US and China Revenue
 内訳も同スケールの方がよかったが、両国ともに藍色が賃金、オレンジが事業所得、グレーが資産からの所得、水色が年金や失業保険などの移転所得である。米国は大量失業によって賃金で穴を開けた代わりに移転所得がその何倍もの規模で得られた。中国の賃金減は米国ほど顕著ではなかったようだが埋め合わせるものはなく、スモールビジネスなどの事業所得減も合わせて作った穴がそのまま所得の穴になった。

US China CPI
China CPi2
 中国の個人収入の弱さはやや遅れて物価にも現れてきた。

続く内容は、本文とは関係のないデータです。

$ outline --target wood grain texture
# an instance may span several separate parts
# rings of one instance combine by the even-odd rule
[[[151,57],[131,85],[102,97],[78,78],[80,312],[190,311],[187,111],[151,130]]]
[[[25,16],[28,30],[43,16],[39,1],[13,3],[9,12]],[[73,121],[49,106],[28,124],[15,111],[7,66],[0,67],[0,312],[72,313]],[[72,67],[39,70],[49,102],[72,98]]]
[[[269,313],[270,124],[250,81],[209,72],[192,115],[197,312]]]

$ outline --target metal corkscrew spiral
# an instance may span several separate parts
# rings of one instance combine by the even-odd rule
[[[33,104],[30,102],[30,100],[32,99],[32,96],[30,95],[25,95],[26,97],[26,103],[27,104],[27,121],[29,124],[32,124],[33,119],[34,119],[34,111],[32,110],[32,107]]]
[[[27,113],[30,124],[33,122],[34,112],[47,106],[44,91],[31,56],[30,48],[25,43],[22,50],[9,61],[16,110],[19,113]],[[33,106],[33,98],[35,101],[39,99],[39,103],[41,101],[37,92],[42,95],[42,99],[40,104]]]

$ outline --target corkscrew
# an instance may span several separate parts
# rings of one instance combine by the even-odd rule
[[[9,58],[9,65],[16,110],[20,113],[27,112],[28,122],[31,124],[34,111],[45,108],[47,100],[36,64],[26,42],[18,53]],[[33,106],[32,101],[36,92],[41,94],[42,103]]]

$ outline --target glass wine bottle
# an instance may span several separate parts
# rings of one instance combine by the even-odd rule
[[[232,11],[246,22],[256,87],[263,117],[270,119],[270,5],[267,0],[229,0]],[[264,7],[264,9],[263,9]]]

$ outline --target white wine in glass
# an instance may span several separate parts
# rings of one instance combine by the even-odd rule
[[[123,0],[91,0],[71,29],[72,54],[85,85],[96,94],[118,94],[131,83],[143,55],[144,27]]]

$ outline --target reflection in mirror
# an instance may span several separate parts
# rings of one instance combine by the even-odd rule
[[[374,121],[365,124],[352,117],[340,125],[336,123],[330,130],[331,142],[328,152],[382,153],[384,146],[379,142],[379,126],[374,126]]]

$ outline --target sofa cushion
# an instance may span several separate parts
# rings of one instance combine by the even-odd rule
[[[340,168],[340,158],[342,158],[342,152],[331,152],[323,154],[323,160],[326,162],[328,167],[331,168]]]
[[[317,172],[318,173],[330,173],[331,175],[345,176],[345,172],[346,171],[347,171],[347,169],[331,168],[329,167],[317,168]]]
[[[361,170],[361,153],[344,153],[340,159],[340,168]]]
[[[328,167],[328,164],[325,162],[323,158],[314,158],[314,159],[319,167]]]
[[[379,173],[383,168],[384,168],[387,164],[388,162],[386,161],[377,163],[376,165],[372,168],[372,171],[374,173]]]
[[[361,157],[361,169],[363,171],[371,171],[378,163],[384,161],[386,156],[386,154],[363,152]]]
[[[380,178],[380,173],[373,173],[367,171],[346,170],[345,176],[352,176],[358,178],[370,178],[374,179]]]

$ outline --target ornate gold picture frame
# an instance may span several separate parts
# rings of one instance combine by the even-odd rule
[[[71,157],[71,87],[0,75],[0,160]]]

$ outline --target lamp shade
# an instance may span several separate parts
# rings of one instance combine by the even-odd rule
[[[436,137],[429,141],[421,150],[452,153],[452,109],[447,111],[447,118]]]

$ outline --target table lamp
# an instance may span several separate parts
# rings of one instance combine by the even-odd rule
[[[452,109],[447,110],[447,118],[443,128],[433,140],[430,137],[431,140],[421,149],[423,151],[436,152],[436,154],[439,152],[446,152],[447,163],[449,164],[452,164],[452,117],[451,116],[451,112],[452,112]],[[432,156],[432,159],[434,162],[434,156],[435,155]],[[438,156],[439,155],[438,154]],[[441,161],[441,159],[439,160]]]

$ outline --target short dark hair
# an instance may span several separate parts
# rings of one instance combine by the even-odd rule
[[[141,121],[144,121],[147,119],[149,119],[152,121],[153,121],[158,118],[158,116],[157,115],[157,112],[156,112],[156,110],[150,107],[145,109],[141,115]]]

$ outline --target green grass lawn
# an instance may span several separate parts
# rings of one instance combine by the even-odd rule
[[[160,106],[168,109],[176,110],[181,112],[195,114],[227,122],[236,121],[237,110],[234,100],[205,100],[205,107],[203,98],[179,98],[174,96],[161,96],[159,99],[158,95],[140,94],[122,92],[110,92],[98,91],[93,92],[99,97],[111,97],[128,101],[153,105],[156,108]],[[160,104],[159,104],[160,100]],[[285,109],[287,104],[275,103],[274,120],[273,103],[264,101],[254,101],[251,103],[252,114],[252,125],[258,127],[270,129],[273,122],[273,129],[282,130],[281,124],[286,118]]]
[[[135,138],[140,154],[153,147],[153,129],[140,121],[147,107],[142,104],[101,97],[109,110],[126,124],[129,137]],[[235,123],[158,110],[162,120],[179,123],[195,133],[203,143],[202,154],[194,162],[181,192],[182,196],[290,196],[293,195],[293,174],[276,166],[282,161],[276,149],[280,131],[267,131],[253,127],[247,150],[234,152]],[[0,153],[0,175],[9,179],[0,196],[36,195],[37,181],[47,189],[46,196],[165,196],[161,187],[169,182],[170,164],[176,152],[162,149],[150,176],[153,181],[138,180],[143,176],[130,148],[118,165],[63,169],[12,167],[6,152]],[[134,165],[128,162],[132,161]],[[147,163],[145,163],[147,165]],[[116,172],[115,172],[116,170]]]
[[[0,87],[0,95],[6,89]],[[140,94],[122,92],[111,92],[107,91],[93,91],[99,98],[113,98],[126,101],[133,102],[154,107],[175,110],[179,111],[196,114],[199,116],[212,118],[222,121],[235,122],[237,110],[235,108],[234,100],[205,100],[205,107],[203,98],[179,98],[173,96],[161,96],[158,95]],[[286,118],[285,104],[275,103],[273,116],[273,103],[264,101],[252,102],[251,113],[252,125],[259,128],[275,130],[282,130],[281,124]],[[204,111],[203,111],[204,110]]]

収入が減れば当然不要不急の買い物を減らす。上図が中国のコアCPI(水色)と米国のコアPCE(藍色)であり、これまでは概ね両者連動してきたのが足元はワニ口のように乖離している。下図は中国のコアCPIと一人当たり可処分所得の推移であり、両者が長期的に連動しているのもわかる。
Food CPI
 幸いというべきか、コアに含まれない食品価格も下落している。2019年の豚コレラ騒ぎが収まり豚が育ってきたこともあって、コロナショックがあったにもかかわらず食料価格は下落を続けている。
China Retail Sales
 また輸出や鉱工業生産と比べて一人伸びが回復せず話題になっていた小売売上高は秋以降にようやくキャッチアップの動きを見せている。もちろんベントアップなどなかったので年初来ではまだ前年比▲4.8%である。11月は独身の日の盛り上がりによる分も含まれているようなので、政府の支援抜きで完全な修復コースまで戻れるかどうか要観察である。